映画2本も見ていたくせに、まさか30分くらいに短縮したドラマでようやく理解するとは。お恥ずかしい限り。
いやでも案外、このドラマを見てから、映画なりに触れたほうが、『犬神家の一族』の家系や殺人トリックがわかりやすいのかも……とも思ったり。
で、このドラマ『シリーズ横溝正史短編集』の肝と言えば、原作に忠実に再現しつつ、オリジナリティあふれる演出をするところ。
今回も結構斬新でした。
いくつか場面が切り替わるところはあったけれど、ほとんど犬神家一同がいる、客間らしき座敷のシーンばかり。

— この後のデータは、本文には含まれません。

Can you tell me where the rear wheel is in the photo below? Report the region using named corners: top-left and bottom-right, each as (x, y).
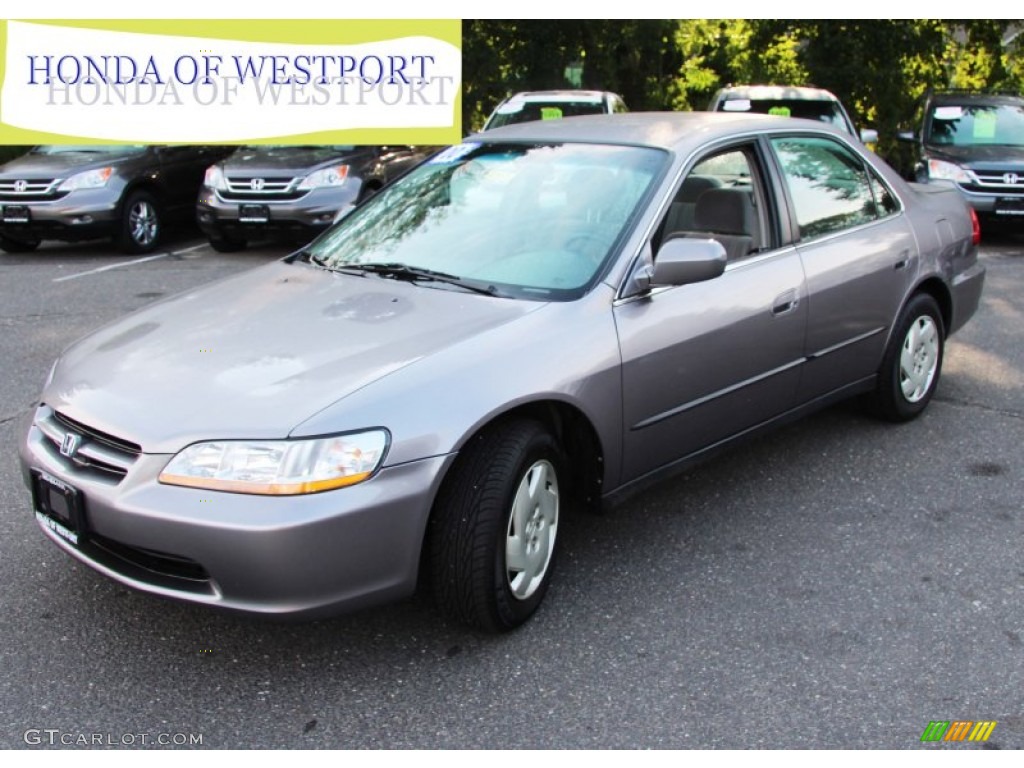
top-left (430, 420), bottom-right (568, 632)
top-left (118, 191), bottom-right (164, 253)
top-left (871, 294), bottom-right (945, 422)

しかも、一族の誰かが殺されてもそこに死体のままいるという。
そして、彼らが登場するところには、「犬神家の一族」というテロップが毎回入る。
最初、タイトルを何回も出しているのかと思ったけど、
「そうじゃない!『犬神家の一族』と説明しているテロップなのだ!」
と、見終わったあとに気づいた。
こんな風に映像で遊ぶ感じがたまらなくおもしろい!
映像で遊ぶと言えば、金田一耕助のフケ。
この話では冒頭からずっと金田一は帽子をかぶっていたのだけれど、犯人は誰だか種明かしをするクライマックスシーンで突然帽子を外して、フケを豪快に払っていよいよ物語の核心へと迫る。
そのあと、犯人が誰だかわかったあたりから、フケが雪のように画面いっぱい舞っている演出も、犯人の計画がすべてパーになったことを強調しているようで、愉快だった。
あとは、洋服やインテリア。クラシカルな服をまとっているのに、インテリアがサイケデリックな雰囲気で、そのギャップがかえって犬神家の親族の不穏な関係を象徴しているようで、痛快でした。
『シリーズ横溝正史短編集Ⅱ』の最終話も満足度が高かった!
『―Ⅲ』があることをどうしても期待してしまうのだけど……。ぜひまた近々、新作を放送してほしいものだわ。